Compare and critically evaluate major theories of consciousness — IIT, GWT, HOT, predictive processing, and more — with expert philosophical and scientific analysis.
The science and philosophy of consciousness have never had more competing theories fighting for credibility. Integrated Information Theory, Global Workspace Theory, Higher-Order Theories, Predictive Processing, Biological Naturalism, Recurrent Processing Theory — each offers a different answer to the question of what consciousness is, how to measure it, and what physical or computational conditions are necessary for it. Navigating this landscape requires both scientific literacy and philosophical sophistication. This AI assistant provides exactly that.
The assistant offers systematic, comparative analysis of the major theories of consciousness currently active in both philosophy and consciousness science. It does not simply summarize each view — it examines the explanatory ambitions of each theory, the evidence cited in its support, the philosophical assumptions built into its framework, and the most significant empirical and conceptual objections it faces. This allows you to develop a genuinely informed critical view rather than simply collecting positions.
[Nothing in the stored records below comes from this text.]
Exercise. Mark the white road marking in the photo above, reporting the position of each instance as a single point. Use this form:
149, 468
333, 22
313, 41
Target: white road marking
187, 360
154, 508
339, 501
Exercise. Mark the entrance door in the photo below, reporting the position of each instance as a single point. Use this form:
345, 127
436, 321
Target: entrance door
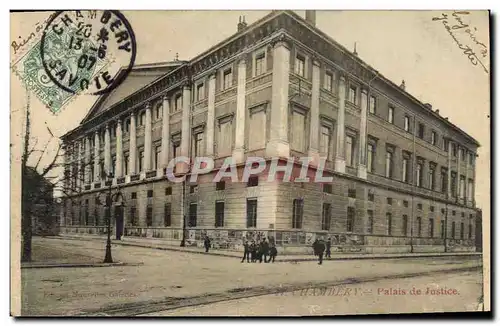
119, 222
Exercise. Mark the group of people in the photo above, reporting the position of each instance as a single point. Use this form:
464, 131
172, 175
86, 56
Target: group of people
259, 251
320, 248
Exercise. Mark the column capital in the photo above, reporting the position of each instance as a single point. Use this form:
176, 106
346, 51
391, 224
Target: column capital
281, 40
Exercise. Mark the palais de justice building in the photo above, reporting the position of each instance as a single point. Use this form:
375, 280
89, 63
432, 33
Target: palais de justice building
403, 175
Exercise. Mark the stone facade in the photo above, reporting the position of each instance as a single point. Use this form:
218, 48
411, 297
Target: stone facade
277, 88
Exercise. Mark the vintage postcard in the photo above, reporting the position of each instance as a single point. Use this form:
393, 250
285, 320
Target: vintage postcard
249, 163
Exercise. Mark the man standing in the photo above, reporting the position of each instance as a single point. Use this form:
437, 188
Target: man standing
328, 248
321, 250
246, 253
207, 243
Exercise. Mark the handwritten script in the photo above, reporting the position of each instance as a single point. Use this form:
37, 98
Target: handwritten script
454, 25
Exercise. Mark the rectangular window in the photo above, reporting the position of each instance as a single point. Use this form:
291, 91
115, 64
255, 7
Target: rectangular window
369, 157
419, 226
219, 214
227, 79
260, 64
407, 123
251, 213
167, 215
349, 150
405, 170
200, 91
198, 144
390, 114
389, 223
462, 186
324, 142
221, 185
351, 215
300, 65
328, 81
133, 216
225, 137
470, 186
373, 105
421, 130
149, 216
351, 193
257, 122
388, 164
419, 175
253, 181
404, 228
298, 131
327, 188
298, 213
193, 215
369, 228
326, 216
157, 160
178, 103
353, 96
431, 177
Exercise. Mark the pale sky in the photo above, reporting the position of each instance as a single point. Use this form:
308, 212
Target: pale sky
399, 44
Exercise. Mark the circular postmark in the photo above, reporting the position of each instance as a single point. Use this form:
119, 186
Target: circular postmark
88, 51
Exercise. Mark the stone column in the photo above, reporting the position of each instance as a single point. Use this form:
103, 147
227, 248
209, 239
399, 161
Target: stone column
79, 180
107, 150
97, 157
147, 139
314, 128
239, 142
459, 158
362, 171
165, 132
132, 145
119, 149
211, 116
278, 145
87, 159
340, 155
186, 125
448, 191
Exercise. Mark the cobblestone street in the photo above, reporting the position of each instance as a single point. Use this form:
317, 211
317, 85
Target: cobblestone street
168, 274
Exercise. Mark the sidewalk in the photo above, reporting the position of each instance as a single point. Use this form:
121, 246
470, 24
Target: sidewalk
162, 245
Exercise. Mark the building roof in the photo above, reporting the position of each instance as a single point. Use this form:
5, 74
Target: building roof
142, 76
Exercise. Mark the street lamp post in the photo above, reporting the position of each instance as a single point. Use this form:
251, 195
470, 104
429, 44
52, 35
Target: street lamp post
108, 258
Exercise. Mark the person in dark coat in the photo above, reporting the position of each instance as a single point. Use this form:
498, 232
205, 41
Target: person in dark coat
246, 252
328, 253
320, 250
253, 251
207, 243
273, 252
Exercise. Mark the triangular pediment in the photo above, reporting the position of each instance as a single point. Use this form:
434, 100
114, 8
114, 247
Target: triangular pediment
138, 78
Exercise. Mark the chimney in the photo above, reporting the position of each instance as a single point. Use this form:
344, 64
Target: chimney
242, 23
311, 17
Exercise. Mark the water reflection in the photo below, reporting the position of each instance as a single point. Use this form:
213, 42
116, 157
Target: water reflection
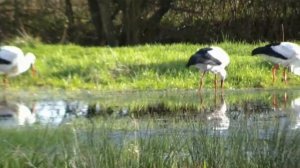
219, 112
296, 108
218, 119
14, 113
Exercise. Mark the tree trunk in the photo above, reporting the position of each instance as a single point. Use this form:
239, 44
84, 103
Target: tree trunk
68, 27
96, 18
107, 23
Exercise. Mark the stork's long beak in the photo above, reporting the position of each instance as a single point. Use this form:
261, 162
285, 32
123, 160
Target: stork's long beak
33, 70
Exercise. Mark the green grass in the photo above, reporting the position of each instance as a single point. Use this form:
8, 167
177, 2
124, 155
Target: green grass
142, 67
191, 146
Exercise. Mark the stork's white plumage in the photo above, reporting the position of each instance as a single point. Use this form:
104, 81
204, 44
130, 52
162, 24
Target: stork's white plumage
286, 54
210, 59
218, 118
13, 61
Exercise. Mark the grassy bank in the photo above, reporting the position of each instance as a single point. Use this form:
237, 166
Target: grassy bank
192, 145
141, 67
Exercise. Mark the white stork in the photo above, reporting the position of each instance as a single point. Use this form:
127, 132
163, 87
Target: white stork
286, 54
210, 59
13, 61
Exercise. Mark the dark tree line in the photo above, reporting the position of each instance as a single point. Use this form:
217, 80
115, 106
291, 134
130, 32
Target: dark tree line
129, 22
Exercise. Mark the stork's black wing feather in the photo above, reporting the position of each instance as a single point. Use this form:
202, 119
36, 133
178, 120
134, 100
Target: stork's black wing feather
3, 61
203, 57
267, 50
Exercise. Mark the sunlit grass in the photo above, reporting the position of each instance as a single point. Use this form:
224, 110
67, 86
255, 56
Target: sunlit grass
192, 145
141, 67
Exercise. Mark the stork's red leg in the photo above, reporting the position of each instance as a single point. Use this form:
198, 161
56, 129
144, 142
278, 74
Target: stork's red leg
5, 81
201, 80
274, 69
284, 75
222, 84
215, 82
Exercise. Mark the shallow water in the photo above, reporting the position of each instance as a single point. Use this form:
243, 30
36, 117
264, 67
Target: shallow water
218, 111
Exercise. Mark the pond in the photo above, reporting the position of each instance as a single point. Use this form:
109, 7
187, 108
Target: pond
255, 128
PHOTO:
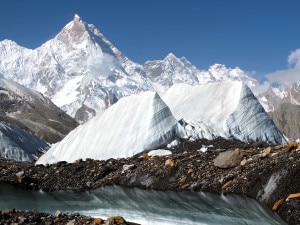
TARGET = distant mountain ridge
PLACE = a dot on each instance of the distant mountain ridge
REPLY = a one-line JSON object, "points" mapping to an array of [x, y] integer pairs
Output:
{"points": [[31, 111], [80, 70]]}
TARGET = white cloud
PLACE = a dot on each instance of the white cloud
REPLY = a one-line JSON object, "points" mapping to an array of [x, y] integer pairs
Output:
{"points": [[261, 88], [290, 75]]}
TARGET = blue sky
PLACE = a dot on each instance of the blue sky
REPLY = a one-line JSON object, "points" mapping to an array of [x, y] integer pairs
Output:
{"points": [[255, 35]]}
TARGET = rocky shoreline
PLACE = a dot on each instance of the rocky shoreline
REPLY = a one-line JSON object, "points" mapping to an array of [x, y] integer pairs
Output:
{"points": [[269, 174], [15, 217]]}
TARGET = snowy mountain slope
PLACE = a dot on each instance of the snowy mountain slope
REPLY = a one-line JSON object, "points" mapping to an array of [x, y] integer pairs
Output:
{"points": [[171, 70], [31, 111], [18, 144], [132, 125], [227, 109], [78, 67]]}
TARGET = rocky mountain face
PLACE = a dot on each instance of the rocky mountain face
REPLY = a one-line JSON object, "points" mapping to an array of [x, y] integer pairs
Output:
{"points": [[78, 68], [80, 71], [31, 111], [18, 144]]}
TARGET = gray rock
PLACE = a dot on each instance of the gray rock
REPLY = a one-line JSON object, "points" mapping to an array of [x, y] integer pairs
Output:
{"points": [[228, 159]]}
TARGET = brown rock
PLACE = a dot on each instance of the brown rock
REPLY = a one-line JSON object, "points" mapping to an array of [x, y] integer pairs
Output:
{"points": [[228, 159], [227, 184], [115, 220], [190, 170], [169, 162], [98, 221]]}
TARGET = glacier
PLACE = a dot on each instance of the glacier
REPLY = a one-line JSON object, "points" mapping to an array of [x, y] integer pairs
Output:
{"points": [[226, 109], [79, 68], [146, 121], [134, 124]]}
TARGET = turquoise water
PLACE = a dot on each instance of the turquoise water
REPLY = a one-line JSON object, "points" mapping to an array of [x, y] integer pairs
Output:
{"points": [[145, 207]]}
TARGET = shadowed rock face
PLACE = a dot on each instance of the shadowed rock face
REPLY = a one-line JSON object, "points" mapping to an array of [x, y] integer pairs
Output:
{"points": [[266, 174], [286, 117], [31, 111]]}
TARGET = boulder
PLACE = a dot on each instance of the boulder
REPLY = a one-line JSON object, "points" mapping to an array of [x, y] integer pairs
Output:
{"points": [[228, 159]]}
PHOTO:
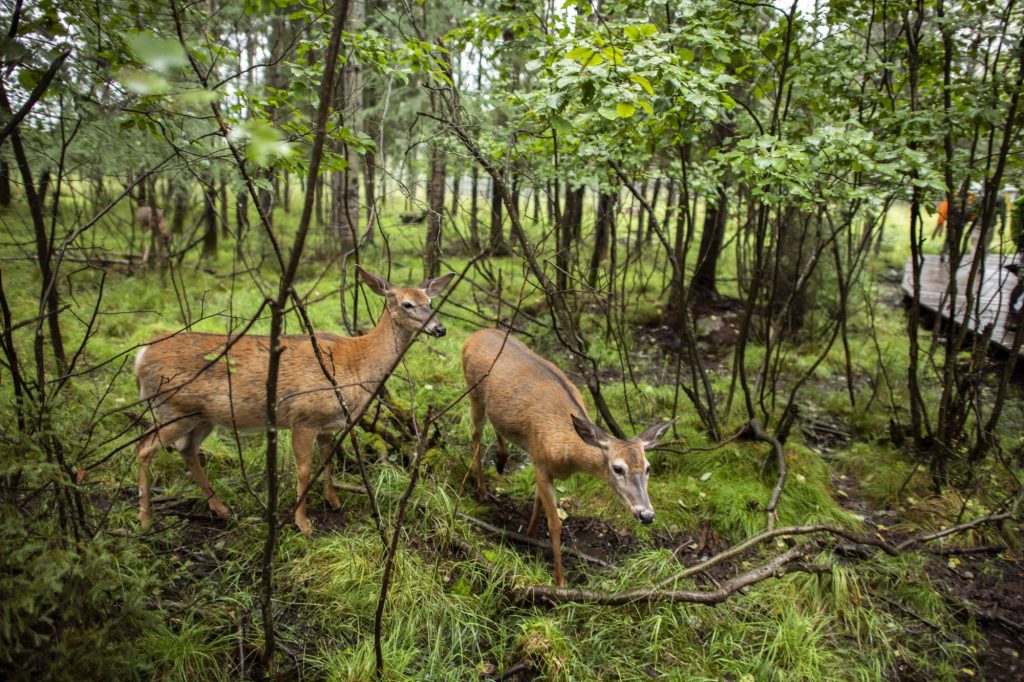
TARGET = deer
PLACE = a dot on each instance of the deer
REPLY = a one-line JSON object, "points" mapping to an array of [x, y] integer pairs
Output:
{"points": [[194, 382], [530, 402], [152, 220]]}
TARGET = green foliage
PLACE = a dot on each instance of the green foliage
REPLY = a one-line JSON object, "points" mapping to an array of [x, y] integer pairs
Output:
{"points": [[72, 609]]}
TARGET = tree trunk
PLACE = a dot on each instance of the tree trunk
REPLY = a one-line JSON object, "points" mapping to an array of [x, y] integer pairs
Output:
{"points": [[179, 204], [604, 226], [567, 226], [435, 212], [241, 218], [498, 246], [790, 261], [225, 210], [286, 195], [474, 218], [209, 218], [351, 108], [4, 182], [712, 239]]}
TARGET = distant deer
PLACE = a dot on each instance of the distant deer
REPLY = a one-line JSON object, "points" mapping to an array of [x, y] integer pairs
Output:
{"points": [[194, 382], [152, 220], [531, 402]]}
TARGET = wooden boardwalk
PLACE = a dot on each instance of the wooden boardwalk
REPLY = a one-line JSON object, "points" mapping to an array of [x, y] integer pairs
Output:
{"points": [[994, 284]]}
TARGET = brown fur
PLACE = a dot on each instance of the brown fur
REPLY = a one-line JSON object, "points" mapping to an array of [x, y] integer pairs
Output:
{"points": [[193, 384], [531, 402], [159, 241]]}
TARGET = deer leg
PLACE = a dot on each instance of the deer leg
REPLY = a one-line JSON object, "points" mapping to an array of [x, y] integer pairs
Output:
{"points": [[302, 445], [190, 454], [531, 526], [325, 442], [160, 437], [503, 455], [546, 492], [478, 417]]}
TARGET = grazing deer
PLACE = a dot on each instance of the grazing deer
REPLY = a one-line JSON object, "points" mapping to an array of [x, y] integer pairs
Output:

For each major theory, the assistant helps you understand what explanandum it targets. Does it aim to explain phenomenal consciousness, access consciousness, self-consciousness, or some combination? Does it claim to solve the hard problem, dissolve it, or set it aside as empirically intractable? These distinctions matter enormously for evaluating competing frameworks.
The assistant also engages with the methodological challenges of consciousness science: the measurement problem (how do you operationalize consciousness for empirical study?), the problem of the criterion (how do you validate a consciousness meter without already knowing what consciousness is?), and the challenge of interpreting neuroimaging and lesion data within competing theoretical frameworks.
Cross-theory comparisons are a particular strength: the assistant helps you understand where IIT and GWT make diverging empirical predictions, where HOT theories and first-order theories disagree about the neural correlates of consciousness, and where the debate is primarily philosophical rather than empirical.
Ideal for consciousness researchers, cognitive neuroscientists, philosophy of mind students, and anyone who wants a rigorous comparative map of the contemporary theories of consciousness landscape.